Admettre l'intégration de la victime dans la procédure pénale, c'est le fait de la faire rentrer dans cette procédure comme partie intégrante. Cette intégration ne sera effective ou totale que si elle a pleinement la capacité de mettre en mouvement l'action publique lorsque celle-ci n'est pas déjà mise en mouvement par le ministère public. Or, à ce niveau, quelques difficultés s'imposent à la victime qui veut déclencher les poursuites.

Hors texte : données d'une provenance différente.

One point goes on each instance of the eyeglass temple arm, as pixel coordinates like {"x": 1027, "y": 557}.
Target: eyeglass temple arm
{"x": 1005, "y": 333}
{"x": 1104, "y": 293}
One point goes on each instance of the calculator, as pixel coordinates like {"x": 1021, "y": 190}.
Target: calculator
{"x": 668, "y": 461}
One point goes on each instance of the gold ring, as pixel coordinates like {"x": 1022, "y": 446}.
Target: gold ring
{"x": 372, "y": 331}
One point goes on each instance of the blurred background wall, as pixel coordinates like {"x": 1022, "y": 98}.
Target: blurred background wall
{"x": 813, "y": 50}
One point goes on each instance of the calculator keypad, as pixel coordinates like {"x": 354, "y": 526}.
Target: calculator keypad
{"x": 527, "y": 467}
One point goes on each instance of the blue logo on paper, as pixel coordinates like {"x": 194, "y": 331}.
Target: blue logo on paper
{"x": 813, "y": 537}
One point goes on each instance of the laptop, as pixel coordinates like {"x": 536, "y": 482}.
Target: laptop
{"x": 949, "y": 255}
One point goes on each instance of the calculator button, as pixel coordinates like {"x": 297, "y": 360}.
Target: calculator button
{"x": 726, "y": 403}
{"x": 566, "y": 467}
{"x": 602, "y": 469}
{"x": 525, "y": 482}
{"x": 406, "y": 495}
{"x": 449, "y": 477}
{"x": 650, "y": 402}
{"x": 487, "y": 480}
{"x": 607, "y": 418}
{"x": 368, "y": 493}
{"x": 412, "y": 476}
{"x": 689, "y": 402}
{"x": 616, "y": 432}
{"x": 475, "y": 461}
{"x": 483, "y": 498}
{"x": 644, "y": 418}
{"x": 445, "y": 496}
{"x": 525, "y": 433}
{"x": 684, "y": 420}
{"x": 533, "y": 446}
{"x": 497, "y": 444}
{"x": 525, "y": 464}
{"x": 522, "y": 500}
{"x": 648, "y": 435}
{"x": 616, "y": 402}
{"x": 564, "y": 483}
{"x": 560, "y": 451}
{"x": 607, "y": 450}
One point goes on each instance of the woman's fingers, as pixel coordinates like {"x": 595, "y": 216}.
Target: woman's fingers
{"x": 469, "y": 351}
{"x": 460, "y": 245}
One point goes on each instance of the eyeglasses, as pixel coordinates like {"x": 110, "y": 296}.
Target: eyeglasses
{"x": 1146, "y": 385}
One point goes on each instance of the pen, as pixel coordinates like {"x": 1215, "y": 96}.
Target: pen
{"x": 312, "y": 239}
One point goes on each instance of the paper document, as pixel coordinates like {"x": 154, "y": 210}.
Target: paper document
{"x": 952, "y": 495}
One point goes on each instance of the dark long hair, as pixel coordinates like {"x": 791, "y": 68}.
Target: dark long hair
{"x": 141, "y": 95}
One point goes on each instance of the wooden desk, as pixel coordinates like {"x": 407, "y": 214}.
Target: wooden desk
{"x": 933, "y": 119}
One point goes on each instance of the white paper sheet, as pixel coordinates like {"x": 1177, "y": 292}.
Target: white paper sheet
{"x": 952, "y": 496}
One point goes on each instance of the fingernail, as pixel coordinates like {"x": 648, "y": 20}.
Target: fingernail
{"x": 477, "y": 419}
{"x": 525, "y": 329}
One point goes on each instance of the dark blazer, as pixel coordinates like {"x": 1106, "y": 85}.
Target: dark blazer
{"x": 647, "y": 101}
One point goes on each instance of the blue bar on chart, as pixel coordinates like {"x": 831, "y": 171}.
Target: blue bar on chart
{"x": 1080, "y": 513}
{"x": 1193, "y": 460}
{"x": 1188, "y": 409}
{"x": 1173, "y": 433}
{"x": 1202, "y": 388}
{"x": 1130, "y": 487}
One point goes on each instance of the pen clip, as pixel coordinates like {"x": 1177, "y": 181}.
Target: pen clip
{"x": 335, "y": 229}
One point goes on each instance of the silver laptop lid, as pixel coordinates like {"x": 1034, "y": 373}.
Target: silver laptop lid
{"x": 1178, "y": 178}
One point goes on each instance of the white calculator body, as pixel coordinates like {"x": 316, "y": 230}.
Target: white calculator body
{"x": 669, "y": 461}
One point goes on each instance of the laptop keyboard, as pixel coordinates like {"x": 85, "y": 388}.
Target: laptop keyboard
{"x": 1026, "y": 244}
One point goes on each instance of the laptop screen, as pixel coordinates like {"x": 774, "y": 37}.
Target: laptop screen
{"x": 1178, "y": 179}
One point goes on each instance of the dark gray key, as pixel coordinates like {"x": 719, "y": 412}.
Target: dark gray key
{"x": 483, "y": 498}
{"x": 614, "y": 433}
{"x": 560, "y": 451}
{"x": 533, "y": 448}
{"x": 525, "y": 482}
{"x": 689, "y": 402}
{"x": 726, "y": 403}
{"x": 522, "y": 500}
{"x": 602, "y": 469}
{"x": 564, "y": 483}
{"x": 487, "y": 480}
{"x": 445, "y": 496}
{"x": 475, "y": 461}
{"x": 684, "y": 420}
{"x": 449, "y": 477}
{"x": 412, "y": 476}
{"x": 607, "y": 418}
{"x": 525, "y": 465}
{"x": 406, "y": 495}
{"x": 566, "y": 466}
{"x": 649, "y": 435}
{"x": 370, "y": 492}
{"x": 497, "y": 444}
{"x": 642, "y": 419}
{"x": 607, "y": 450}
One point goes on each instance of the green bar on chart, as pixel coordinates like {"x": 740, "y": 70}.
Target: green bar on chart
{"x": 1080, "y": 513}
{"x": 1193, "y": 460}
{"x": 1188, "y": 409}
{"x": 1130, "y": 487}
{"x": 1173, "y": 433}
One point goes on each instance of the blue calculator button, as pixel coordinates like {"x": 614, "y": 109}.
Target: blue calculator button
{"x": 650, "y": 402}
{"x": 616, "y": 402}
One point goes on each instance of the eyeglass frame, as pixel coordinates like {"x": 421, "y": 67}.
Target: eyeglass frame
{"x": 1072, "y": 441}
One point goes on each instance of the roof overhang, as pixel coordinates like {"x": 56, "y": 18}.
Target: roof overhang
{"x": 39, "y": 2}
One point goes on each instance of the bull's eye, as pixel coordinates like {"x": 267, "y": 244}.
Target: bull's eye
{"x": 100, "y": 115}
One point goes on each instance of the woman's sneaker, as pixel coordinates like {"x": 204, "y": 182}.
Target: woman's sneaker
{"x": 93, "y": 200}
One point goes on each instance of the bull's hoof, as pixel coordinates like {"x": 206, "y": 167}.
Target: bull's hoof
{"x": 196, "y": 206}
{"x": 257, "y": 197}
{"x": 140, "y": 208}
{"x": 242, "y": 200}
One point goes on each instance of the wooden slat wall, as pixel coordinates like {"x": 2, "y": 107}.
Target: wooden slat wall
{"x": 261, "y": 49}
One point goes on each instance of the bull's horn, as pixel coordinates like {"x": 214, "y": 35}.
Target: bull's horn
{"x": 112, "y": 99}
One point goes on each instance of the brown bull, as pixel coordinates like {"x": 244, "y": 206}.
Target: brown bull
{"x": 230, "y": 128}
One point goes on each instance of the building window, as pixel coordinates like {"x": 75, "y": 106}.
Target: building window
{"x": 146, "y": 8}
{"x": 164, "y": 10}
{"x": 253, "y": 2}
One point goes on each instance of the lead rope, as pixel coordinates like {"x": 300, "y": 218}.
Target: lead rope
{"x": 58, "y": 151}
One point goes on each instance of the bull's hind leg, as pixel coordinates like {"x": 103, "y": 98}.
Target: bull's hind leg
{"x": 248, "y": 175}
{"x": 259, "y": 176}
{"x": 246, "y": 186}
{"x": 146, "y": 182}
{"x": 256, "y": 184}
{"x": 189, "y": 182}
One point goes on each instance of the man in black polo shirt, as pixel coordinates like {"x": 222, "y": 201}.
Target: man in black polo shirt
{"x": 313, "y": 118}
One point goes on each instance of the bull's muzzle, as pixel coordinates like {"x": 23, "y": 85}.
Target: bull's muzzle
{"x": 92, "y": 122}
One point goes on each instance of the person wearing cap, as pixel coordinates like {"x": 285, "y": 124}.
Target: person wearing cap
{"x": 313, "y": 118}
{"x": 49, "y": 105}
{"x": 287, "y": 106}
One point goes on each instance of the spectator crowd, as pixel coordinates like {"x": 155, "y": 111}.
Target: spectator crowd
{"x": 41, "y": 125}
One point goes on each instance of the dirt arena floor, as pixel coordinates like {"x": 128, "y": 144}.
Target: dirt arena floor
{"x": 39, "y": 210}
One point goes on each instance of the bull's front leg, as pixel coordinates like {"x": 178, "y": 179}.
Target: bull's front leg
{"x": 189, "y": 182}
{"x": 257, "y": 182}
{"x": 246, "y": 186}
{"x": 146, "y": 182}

Aussi, cette intégration ne permettra pas la participation efficace de la victime que si celle-ci, pendant la procédure, a les mêmes armes que les autres parties au procès. Malheureusement, cette égalité des armes est ineffective. Il convient donc d'analyser les obstacles à la mise en mouvement de l'action publique par la partie lésée (Paragraphe 1) et l'ineffectivité du principe de l'égalité des armes (Paragraphe 2).

Paragraphe 1 : Les obstacles à la mise en mouvement de l'action publique

par la victime

La mise en oeuvre de l'action publique par la victime se heurte à certaines difficultés. Certaines d'entre elles rendent impossible l'exercice de ce droit par la victime, elles sont d'ordre procédural, et d'autres dépendent de la situation financière de la victime. Il convient donc d'analyser les obstacles d'ordre procédural (A) et d'ordre économique (B) à la mise en mouvement de l'action publique par la victime.

A- Les obstacles d'ordre procédural

L'action de la victime se trouve irrecevable en raison de la procédure qui est à observer. La personnalité de l'auteur en cause et un choix déjà fait par la victime constituent souvent des obstacles à la mise en oeuvre de l'action, condition pour être intégré dans la procédure pénale.

En effet, il s'agit de la règle « electa una via non datur recursus ad alteram », des immunités et de certains cas spécifiques.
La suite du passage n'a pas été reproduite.